GP is first installed from a packaged version of the basic GP version, say GP2013R2 as it was the day we upgraded. The customised reports and forms are contained in the msi package that is silently deployed as part of our network group policy management. There is a packaging option under the main setup of Dynamics GP to create a msi of the configuration for your company. This is great to get the application installed with registry settings and all the other dependences bootstrapped on too.

Machines that have GP installed then also pickup further group policy that runs an windows batch file .This batch file does a delete of the add-in directory of the GP application and then copies from a deployment location on the network, the GP program files and addin directory differences over the top of the current program files directory. Thus patching the install with our current forms and dictionary modifications, in addition to the current add ins directory. Any config files etc are also copied over. Over the years we have tried many ways of deploying these files more elegantly but time and again have found ourselves caught out by unusual events and circumstances leading to deployment fails. Thus the brute force ugly method we now use. At one point I was creating a custom msi and deploying that through network management tools, but this was too cumbersome for the operations guys (and devs) who want a quick and simple way to roll out minor tweaks such as a new reports dictionary.

The batch has a constant variable to define the current release version, comparing that against a known, versioned by filename text file included in the application directory.

With the batch file keeping the files in sync, when a user launches GP it will always be up to date. The years have taught me nothing is that simple. Some users don’t logout very often. Or others decide they will just end task or close the batch file window that performs the copy, as they are too busy to wait the 20 seconds for the update.

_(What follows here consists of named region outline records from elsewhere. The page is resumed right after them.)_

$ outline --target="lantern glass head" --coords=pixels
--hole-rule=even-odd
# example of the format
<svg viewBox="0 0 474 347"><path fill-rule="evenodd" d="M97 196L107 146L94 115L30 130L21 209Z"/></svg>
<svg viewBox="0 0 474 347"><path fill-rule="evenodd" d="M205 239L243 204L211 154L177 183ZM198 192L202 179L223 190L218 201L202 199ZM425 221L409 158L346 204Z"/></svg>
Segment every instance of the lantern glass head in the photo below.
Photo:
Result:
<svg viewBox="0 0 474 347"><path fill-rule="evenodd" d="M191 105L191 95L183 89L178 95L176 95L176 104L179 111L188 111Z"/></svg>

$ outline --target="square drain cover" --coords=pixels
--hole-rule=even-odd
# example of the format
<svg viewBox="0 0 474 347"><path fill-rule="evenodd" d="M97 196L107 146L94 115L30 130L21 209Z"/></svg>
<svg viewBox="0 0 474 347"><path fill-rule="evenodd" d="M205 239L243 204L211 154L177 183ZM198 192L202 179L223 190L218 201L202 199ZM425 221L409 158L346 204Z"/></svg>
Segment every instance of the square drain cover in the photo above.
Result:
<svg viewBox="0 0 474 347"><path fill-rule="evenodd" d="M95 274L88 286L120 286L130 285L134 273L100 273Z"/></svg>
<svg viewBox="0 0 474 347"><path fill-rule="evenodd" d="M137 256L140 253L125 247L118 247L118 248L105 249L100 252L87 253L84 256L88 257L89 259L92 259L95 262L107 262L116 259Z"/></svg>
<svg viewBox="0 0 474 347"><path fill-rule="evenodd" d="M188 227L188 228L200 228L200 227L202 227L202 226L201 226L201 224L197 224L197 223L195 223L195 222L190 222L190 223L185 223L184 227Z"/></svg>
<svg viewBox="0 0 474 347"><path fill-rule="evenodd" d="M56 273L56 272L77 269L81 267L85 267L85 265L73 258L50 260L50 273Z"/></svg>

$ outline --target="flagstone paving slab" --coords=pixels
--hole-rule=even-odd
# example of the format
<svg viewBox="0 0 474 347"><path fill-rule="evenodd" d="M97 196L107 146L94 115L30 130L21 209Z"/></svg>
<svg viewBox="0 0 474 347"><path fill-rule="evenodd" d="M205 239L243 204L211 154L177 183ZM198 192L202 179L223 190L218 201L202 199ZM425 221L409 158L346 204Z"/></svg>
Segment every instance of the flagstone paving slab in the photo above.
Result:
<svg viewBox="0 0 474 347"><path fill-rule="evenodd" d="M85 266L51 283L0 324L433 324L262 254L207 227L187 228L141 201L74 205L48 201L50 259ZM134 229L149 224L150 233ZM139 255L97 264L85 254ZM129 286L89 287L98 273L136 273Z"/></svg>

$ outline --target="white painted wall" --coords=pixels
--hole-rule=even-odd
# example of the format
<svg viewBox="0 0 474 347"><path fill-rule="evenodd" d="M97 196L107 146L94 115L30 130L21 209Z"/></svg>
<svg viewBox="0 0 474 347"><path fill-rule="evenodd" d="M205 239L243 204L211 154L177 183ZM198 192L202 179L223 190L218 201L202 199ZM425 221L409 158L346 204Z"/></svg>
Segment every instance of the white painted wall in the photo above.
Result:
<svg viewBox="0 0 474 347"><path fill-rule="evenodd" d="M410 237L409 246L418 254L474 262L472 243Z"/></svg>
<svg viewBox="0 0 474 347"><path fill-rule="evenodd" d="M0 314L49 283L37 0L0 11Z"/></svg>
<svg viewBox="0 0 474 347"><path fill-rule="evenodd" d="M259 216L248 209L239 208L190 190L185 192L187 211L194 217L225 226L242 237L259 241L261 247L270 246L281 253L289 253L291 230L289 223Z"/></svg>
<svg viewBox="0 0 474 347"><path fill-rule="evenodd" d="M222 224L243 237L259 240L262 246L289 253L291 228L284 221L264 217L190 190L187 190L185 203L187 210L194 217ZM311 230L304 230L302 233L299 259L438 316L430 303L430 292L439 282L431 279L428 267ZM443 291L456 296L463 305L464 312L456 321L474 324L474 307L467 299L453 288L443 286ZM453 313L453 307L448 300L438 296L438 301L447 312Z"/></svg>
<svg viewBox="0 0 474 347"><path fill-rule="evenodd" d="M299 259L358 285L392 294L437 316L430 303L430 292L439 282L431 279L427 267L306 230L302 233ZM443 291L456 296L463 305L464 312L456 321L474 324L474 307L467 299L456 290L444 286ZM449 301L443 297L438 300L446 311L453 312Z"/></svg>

This leads to the dangerous situation of thinking everyone is running the same version, where as they are not. So I added into our visual studio mods a version checker.

Version Check performed by Login Window

In the login window, our GP will check if the user has the current version or not, if not, it then asks if they would like to upgrade. The current version is maintained by a file with a version number in the filename that also acts as a version history text file. When challenged, the user chooses to upgrade, then GP launches another updater application that gives the user a clear message to shut down all instances of GP and wait. The updater application waits for all instances of GP to close on the machine ( we use different mechanism for terminal server). Once the last instance closes, the same sync batch script is called from the updater application. The script is called in a hidden window to minimise the chance the user will cancel it. GP is updated, the updater application closes and GP is again launched, The user is now allowed to login.

This worked great until I discovered a couple of users who NEVER clicked update and always chose to avoid the install of the update, as they are too busy to wait for an update to be applied. I discovered this when they started to experience issues due to being so far behind the current release version.

Forced updates

This made me force the update by disabling the login button on the login form, until the user has the correct version, effectively forcing them to update (unless they are in an admin security group in active directory). Since implementing this, I can be confident that everyone is running the current version of GP throughout the organisation. It also means if I update the GP install, by logging out of GP and back in again, the users get the next version, which leads to really quick releases in production.

For the terminal servers, the autoupdater application can be ran from a scheduled task, where it waits for the last user to logout and then does an upgrade.